Complexity \ (O (n-\ log n-) \) , wherein the bottleneck when ordering request mst.
- C
\(6pts:\)
Clearly the answer must be a prime number \ (0 \) .
\(34pts:\)
+ Blast search play table, can be had lost \ (n-\ Leq 100 \) .
\(51pts:\)
seeThe topic and peoplePerfect square, it is easy to think of the quality factor exclusive or linear group.
Maintenance bitset with each prime number, the complexity of the \ (O (\ FRAC. 4 ^ {n-64} {\ ^ 2N} LN) \) , can achieve excellent too \ (n-\ Leq 1000 \) .
\(100pts:\)
Set \ (g (x) \) is \ (x \) recently found the number to the left, that is (f (x) \) \ meaning similar, but in the opposite direction function.
We found \ (f (x) \) and \ (g (x) \) mutually inverse function.
Proof: Suppose the \ (f (x) \) first position left to find \ (Y> X \) , then we find the two sequences symmetric difference is taken (i.e., exclusive OR), the obtained new sequences are also perfect square, found that as \ (f (x) \) in the two sequences are in there, and \ (x \) appears only once, so you can find a left point \ (x \) , right point \ (<f (x) \ ) sequence, and \ (f (x) \) is to find the right number of recent conflicts.
That is, each composite number has one and only one with a different solution, and the answer is \ (G (the X-) \) .
From \ (X \) forward sweep, was added each time a \ (L \) , to see if linearly independent. Complexity \ (O (\ frac {n ^ 3} {64 \ ln ^ 2n}) \), It seems no use.

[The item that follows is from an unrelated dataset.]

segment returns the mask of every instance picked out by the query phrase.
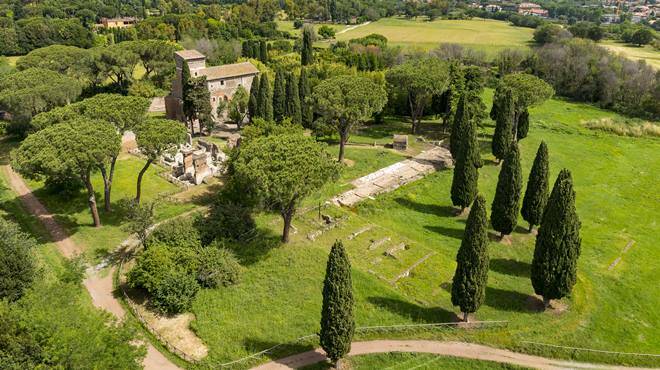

It found that more than \ (\ sqrt n \) primes only have one, you can look online special sentenced substrate.
Not more than \ (1000 \) prime numbers only \ (168 \) a complexity \ (O (\ FRAC {168 ^ 2 \ Times n-} {128}) \) , due to the fact run dissatisfied (such answer is not more than \ (\ FRAC n2 \) ), it can be over.